Renungan untuk semangat menuntut ilmu.
Bertahan Bagai Ikan
Ibukota Jakarta dan kota-kota penyangga yang sebelah bersebelah sungguh terasa berbeda. Suasana dan nuansa nya punya berlain warna.
Jarak kilometernya bukan rumus tentang cepat atau lambat. Ruang sela antar wilayah tidak menunjukkan lama waktu dan tempo geraknya.
Ada banyak variabel di sana. Kemacetan yang selalu tak terduga. Kepadatan yang terus berubah irama. Juga mengenai penguasaan medan dan jalan-jalan penghubung. Genap sudah!
Ini Jakarta!
Ada banyak residu waktu. Ada pula sedimentasi kesempatan yang terbuang. Mulai dari hulu hingga menuju hilir. Ada muara kehidupan yang terpinggirkan.
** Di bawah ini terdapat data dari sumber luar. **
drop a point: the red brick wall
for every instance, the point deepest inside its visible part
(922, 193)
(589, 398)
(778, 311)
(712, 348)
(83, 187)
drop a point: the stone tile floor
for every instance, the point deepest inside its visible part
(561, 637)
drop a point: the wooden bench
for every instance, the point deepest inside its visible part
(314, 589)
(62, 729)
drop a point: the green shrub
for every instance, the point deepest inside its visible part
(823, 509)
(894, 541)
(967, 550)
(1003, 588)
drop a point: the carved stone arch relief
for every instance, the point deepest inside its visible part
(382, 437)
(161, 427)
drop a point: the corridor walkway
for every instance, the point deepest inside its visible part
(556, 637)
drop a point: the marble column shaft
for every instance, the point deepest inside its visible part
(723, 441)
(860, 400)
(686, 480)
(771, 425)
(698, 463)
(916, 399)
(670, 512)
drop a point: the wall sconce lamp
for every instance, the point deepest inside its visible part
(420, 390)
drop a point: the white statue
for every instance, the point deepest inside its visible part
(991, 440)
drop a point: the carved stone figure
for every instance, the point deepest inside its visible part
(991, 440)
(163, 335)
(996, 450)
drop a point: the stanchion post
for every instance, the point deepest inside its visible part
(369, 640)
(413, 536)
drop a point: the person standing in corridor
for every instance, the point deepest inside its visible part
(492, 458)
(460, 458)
Pantaslah jika kulturnya khas. Persaingan keras, gesekan yang seolah terbiasakan, egoisme, dan bujuk rayu dunia yang selalu menjanjipalsukan kepuasan. Hedonistik ; saat kesenangan materi menjadi tujuan utama, bahkan satu-satunya.
Namun, di celah sempitnya hingar bingar ibukota. Di sudut yang terimpit. Ada sabana kehidupan. Ada telaga-telaga kecil yang memancarkan kedamaian.
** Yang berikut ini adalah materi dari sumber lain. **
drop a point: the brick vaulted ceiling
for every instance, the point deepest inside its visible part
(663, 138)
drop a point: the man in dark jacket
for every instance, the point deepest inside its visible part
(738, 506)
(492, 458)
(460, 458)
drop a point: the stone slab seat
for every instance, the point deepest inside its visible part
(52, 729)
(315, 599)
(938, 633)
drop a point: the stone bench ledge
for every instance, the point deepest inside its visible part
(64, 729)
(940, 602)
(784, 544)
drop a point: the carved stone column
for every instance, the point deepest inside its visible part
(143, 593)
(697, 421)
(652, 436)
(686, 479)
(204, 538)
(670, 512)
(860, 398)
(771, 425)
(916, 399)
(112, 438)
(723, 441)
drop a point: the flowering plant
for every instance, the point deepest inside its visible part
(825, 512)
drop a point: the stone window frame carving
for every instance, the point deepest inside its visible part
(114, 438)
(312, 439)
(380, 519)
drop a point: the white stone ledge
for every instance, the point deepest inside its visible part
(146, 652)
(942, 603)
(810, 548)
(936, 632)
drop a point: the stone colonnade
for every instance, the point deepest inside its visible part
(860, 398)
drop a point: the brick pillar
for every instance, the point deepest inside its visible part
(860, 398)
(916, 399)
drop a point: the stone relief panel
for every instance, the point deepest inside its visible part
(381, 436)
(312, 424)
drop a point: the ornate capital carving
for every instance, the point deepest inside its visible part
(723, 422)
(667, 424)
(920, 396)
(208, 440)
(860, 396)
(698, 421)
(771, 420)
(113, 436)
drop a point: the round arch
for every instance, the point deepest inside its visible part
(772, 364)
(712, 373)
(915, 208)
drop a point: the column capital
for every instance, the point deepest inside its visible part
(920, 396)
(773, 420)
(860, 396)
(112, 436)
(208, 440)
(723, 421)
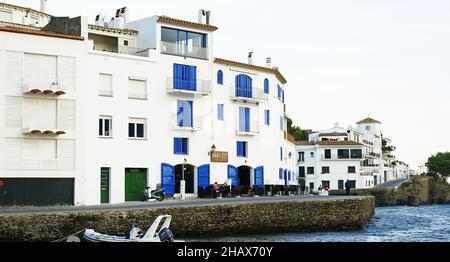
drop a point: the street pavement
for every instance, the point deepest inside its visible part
(167, 204)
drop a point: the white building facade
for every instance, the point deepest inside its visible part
(115, 109)
(360, 155)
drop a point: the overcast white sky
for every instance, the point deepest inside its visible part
(344, 59)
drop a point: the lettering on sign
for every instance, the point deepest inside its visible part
(219, 157)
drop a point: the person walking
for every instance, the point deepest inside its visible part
(348, 187)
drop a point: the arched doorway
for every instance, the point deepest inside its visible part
(245, 175)
(189, 176)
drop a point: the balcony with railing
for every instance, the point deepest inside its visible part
(182, 49)
(42, 85)
(201, 87)
(252, 95)
(247, 129)
(46, 126)
(182, 124)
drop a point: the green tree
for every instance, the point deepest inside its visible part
(296, 131)
(440, 165)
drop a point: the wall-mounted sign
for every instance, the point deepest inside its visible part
(219, 157)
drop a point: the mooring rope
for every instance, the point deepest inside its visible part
(65, 238)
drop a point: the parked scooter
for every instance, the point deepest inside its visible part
(150, 195)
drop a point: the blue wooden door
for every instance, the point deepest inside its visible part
(168, 179)
(259, 179)
(233, 175)
(204, 176)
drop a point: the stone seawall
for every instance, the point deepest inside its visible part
(217, 220)
(383, 196)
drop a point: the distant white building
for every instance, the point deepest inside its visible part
(96, 113)
(360, 155)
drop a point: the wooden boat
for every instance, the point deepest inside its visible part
(136, 235)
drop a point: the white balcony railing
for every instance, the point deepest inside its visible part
(202, 87)
(256, 95)
(194, 124)
(184, 50)
(42, 84)
(247, 130)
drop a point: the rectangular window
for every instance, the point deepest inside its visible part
(137, 128)
(185, 117)
(105, 126)
(220, 113)
(327, 153)
(242, 149)
(181, 146)
(105, 85)
(343, 154)
(244, 119)
(351, 170)
(267, 117)
(281, 123)
(281, 154)
(356, 153)
(137, 88)
(184, 77)
(301, 156)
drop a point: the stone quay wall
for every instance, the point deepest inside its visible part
(199, 221)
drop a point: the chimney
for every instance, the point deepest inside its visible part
(201, 16)
(43, 6)
(250, 58)
(269, 62)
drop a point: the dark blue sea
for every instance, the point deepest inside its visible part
(390, 224)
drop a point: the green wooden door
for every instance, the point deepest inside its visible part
(104, 185)
(135, 183)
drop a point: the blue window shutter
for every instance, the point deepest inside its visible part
(240, 149)
(204, 176)
(220, 77)
(180, 113)
(266, 86)
(267, 117)
(177, 146)
(220, 113)
(281, 153)
(247, 119)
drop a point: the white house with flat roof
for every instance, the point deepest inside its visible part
(95, 113)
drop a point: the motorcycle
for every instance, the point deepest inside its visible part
(149, 194)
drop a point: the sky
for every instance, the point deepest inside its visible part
(344, 60)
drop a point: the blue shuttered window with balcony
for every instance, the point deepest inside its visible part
(244, 119)
(244, 86)
(180, 146)
(185, 111)
(266, 86)
(184, 77)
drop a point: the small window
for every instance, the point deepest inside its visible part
(351, 170)
(136, 128)
(220, 113)
(220, 77)
(180, 146)
(242, 149)
(266, 86)
(105, 126)
(267, 117)
(327, 153)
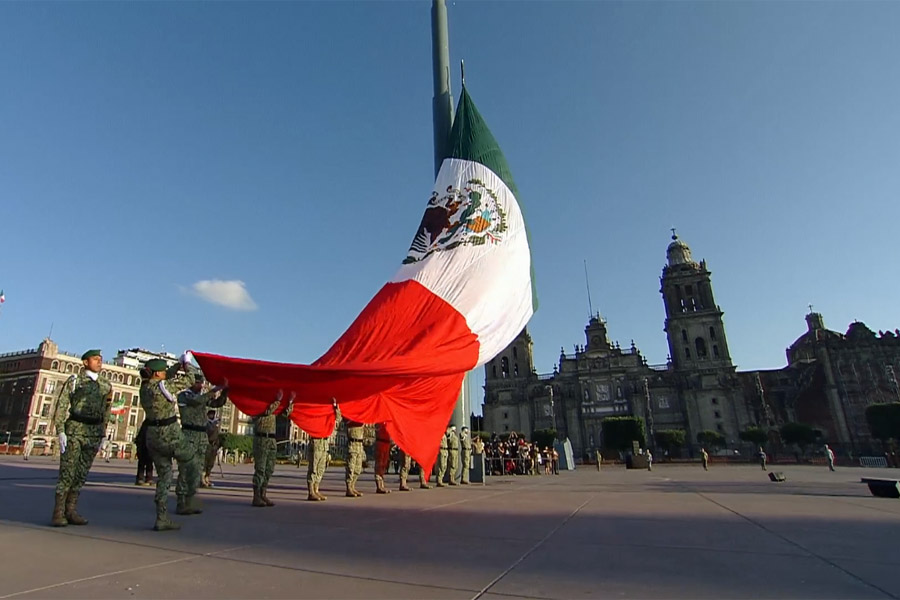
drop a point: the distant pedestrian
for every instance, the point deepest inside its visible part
(829, 455)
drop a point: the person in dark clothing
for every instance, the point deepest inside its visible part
(145, 463)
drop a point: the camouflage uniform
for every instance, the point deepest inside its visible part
(443, 457)
(382, 457)
(165, 441)
(192, 409)
(82, 411)
(453, 441)
(466, 455)
(355, 456)
(317, 459)
(264, 449)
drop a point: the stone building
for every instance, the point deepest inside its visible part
(829, 380)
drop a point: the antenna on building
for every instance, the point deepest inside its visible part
(588, 285)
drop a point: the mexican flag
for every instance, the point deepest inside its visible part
(463, 292)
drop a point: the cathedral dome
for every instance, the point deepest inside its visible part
(678, 253)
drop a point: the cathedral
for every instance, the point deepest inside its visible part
(829, 380)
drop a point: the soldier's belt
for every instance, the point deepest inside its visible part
(86, 420)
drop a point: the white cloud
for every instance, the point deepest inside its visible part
(230, 294)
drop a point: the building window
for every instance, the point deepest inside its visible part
(700, 344)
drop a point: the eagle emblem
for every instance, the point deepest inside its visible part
(458, 217)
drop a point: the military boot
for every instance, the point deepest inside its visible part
(162, 519)
(181, 507)
(257, 500)
(72, 515)
(59, 516)
(319, 495)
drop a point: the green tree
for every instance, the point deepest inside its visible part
(800, 434)
(711, 439)
(755, 435)
(884, 420)
(620, 432)
(544, 437)
(670, 439)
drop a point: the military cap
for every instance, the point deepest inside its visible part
(155, 364)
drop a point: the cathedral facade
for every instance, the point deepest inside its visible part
(829, 380)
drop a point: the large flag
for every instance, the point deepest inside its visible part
(464, 291)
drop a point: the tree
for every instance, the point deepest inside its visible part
(884, 420)
(670, 439)
(711, 439)
(755, 435)
(800, 434)
(544, 437)
(619, 432)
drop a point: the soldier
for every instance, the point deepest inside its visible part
(82, 411)
(382, 457)
(466, 442)
(453, 446)
(264, 449)
(212, 448)
(145, 463)
(191, 405)
(443, 457)
(317, 459)
(164, 438)
(355, 456)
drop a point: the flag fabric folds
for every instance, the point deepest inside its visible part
(463, 292)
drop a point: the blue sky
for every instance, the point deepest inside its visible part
(145, 147)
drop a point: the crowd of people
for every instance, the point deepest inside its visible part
(517, 456)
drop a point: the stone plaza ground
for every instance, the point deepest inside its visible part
(675, 532)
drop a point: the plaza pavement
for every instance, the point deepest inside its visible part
(675, 532)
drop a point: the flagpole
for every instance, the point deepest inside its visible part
(442, 118)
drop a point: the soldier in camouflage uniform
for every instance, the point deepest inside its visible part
(453, 443)
(317, 459)
(443, 457)
(192, 404)
(355, 456)
(264, 449)
(465, 441)
(81, 413)
(164, 438)
(382, 457)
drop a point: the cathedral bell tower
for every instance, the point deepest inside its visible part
(694, 325)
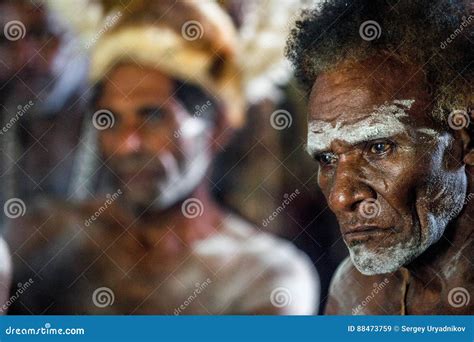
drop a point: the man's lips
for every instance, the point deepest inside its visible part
(361, 233)
(139, 175)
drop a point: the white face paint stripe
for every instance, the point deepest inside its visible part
(384, 122)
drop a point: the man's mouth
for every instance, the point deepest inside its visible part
(139, 176)
(364, 233)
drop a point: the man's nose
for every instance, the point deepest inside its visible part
(348, 190)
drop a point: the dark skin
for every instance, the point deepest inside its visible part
(128, 249)
(393, 171)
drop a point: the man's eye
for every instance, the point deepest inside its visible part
(380, 147)
(326, 158)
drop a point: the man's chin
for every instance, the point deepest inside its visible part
(383, 260)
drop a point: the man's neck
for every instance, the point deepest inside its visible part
(193, 218)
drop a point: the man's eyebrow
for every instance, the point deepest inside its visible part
(383, 123)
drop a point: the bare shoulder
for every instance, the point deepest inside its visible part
(274, 275)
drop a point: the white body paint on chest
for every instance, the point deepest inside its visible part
(383, 122)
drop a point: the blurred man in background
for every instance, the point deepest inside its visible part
(164, 103)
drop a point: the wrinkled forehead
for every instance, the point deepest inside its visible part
(383, 122)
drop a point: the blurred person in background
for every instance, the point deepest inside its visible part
(167, 97)
(42, 78)
(390, 125)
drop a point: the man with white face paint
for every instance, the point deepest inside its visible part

Majlis ilmu tersebar dan diselenggarakan oleh Ahlus Sunnah. Semangat thalabul ilmi ibarat api yang menolak padam. Kajian-kajian berlandaskan manhaj Salaf menjadi telaga untuk ikan-ikan.
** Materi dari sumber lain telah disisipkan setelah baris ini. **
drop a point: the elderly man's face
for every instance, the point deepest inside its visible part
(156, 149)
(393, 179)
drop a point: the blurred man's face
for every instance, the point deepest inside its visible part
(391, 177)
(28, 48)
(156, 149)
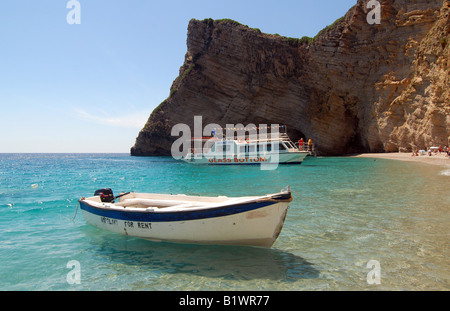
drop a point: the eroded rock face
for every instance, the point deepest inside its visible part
(354, 88)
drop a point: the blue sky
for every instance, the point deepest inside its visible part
(90, 87)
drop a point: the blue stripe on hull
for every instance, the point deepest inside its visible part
(174, 216)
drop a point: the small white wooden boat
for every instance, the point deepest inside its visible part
(251, 220)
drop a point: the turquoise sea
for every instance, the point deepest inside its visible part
(354, 224)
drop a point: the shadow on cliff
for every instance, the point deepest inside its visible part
(212, 261)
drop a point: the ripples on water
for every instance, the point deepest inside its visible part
(346, 212)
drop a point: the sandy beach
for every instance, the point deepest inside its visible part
(435, 159)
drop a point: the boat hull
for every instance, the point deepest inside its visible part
(255, 223)
(282, 158)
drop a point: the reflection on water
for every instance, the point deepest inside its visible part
(225, 263)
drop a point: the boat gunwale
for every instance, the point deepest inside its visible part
(167, 215)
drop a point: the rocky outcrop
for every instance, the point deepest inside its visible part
(356, 87)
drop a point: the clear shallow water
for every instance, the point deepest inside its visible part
(346, 212)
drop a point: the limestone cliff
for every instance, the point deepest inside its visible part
(355, 87)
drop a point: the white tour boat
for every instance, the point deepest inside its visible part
(249, 220)
(262, 149)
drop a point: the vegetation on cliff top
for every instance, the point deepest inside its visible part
(289, 40)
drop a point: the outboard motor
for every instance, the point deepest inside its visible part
(106, 195)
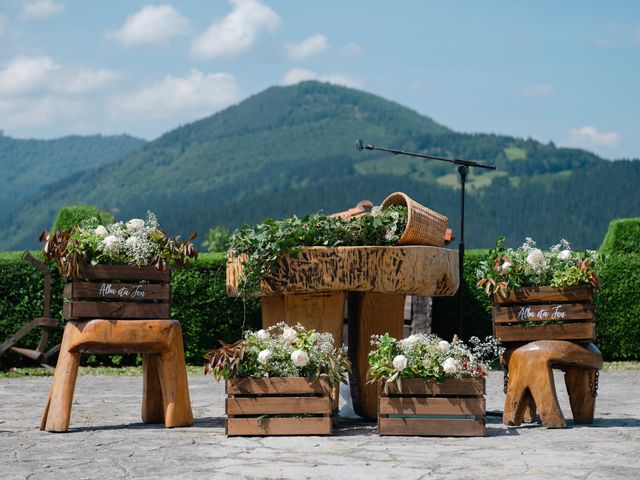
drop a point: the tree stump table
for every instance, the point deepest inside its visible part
(311, 289)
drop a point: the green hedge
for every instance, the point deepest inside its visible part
(623, 237)
(199, 301)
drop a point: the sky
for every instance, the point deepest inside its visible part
(566, 72)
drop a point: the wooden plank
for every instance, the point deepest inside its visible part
(554, 331)
(115, 310)
(541, 313)
(579, 293)
(279, 426)
(431, 427)
(277, 385)
(419, 270)
(451, 386)
(431, 406)
(127, 291)
(278, 405)
(124, 272)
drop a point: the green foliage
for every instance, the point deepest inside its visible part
(72, 215)
(623, 236)
(270, 239)
(218, 239)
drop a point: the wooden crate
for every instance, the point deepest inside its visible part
(544, 313)
(455, 408)
(279, 406)
(118, 292)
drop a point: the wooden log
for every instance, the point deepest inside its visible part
(419, 270)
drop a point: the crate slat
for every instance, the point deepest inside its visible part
(432, 427)
(117, 310)
(555, 331)
(278, 405)
(279, 426)
(539, 313)
(431, 406)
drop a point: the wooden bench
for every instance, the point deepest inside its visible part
(531, 384)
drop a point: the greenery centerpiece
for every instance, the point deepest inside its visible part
(430, 358)
(506, 269)
(261, 245)
(137, 242)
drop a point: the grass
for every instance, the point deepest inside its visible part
(198, 370)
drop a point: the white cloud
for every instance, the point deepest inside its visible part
(194, 95)
(538, 90)
(152, 24)
(236, 32)
(296, 75)
(311, 46)
(589, 137)
(351, 49)
(40, 9)
(26, 74)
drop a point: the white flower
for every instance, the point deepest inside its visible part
(109, 242)
(564, 255)
(450, 365)
(262, 335)
(135, 224)
(289, 334)
(299, 358)
(536, 258)
(264, 356)
(400, 362)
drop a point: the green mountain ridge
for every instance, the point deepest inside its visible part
(291, 150)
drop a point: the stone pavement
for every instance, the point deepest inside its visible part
(107, 440)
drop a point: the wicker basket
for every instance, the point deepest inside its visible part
(424, 226)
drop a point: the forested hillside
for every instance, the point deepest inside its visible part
(291, 150)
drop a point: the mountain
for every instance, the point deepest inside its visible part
(291, 150)
(29, 165)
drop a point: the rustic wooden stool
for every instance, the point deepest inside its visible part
(165, 391)
(531, 384)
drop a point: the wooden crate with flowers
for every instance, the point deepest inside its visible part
(540, 295)
(429, 386)
(280, 381)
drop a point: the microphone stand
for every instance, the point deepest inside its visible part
(463, 169)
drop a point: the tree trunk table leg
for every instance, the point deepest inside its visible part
(152, 402)
(172, 372)
(58, 410)
(582, 400)
(372, 314)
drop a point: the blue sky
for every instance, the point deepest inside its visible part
(565, 72)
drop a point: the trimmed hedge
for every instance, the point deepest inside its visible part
(198, 294)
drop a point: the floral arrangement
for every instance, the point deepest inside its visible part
(136, 242)
(430, 358)
(262, 244)
(280, 351)
(528, 266)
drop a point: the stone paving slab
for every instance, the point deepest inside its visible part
(108, 441)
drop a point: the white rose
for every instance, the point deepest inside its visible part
(564, 255)
(289, 334)
(109, 242)
(135, 224)
(264, 356)
(400, 362)
(536, 258)
(450, 365)
(299, 358)
(262, 335)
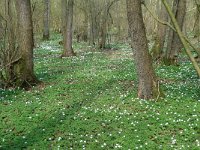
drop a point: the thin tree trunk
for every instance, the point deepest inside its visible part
(182, 38)
(148, 86)
(174, 43)
(68, 21)
(46, 19)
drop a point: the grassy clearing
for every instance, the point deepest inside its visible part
(88, 102)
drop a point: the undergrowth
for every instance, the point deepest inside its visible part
(89, 102)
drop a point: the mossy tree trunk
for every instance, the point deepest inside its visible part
(148, 86)
(23, 68)
(46, 18)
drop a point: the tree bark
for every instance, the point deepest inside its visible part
(181, 37)
(67, 28)
(174, 43)
(148, 85)
(24, 71)
(46, 19)
(157, 49)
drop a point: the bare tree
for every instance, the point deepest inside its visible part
(148, 86)
(174, 44)
(24, 71)
(67, 16)
(46, 18)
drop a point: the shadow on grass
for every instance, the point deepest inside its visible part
(38, 137)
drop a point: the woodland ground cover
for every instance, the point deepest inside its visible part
(89, 102)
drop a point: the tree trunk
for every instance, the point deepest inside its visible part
(157, 49)
(67, 27)
(46, 19)
(174, 44)
(148, 86)
(24, 72)
(197, 20)
(181, 37)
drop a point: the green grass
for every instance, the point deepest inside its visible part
(89, 102)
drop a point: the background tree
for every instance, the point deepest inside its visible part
(67, 17)
(174, 44)
(46, 19)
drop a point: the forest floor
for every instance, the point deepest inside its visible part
(89, 102)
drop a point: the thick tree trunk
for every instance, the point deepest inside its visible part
(46, 19)
(174, 43)
(148, 87)
(24, 67)
(68, 21)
Ibnul Qayyim ( Miftah Daris Sa'adah 1/362 ) menegaskan hakikat kebahagiaan, yaitu ilmu yang bermanfaat. Ilmu agama yang selalu menemani di berbagai keadaan. Ilmu agama adalah teman setia dalam perjalanan.
Lalu kenapa banyak orang tak tergerak mencari ilmu agama?
Ibnul Qayyim menerangkan, " Sebab, ilmu agama tak mungkin diperoleh melainkan harus melewati jembatan kelelahan"
Dunia dan mengejarnya sangatlah melelahkan. Jika pun tercapai, tidak bisa membayarkan lelah.
Menuntut ilmu agama pun melelahkan. Bedanya, lelah itu akan terlunaskan dengan kedamaian yang kekal.
Menurut Ibnul Qayyim, hati tidak mungkin lepas dari 2 jenis penyakit, yakni syahwat dan syubhat. Terkadang kombinasi keduanya. Semuanya diakibatkan kejahilan.
و دواؤها العلم
" Hanya satu obatnya ; ilmu agama", terang Ibnul Qayyim.
Kesenangan syahwat dan kepuasan bersyubhat, adalah tantangan berat di perkotaan. Walau di manapun demikian, termasuk yang di desa.
Hidup di tengah-tengahnya ibarat ikan yang terlepas dan terpisahkan dari air. Agar tetap bertahan hidup, ia harus berjuang untuk menemukan air.
وبالجملة فالعلم للقلب مثل الماء للسمك
" Kesimpulannya ; ilmu agama dan hati ibarat air dan ikan " , kata Ibnul Qayyim ( Miftah Daris Sa'adah 1/111 )
Jika tidak menghadiri majlis-majlis ilmu agama, akhirnya akan mati walau perlahan-lahan. Bukan mati orangnya, namun hatinya yang akan mati.
Persis ikan yang terpisahkan dari air. Seberapa lama akan bertahan, ujungnya pun mati juga.
Alhamdulillah semarak kajian-kajian ilmu meniupkan harum semerbak.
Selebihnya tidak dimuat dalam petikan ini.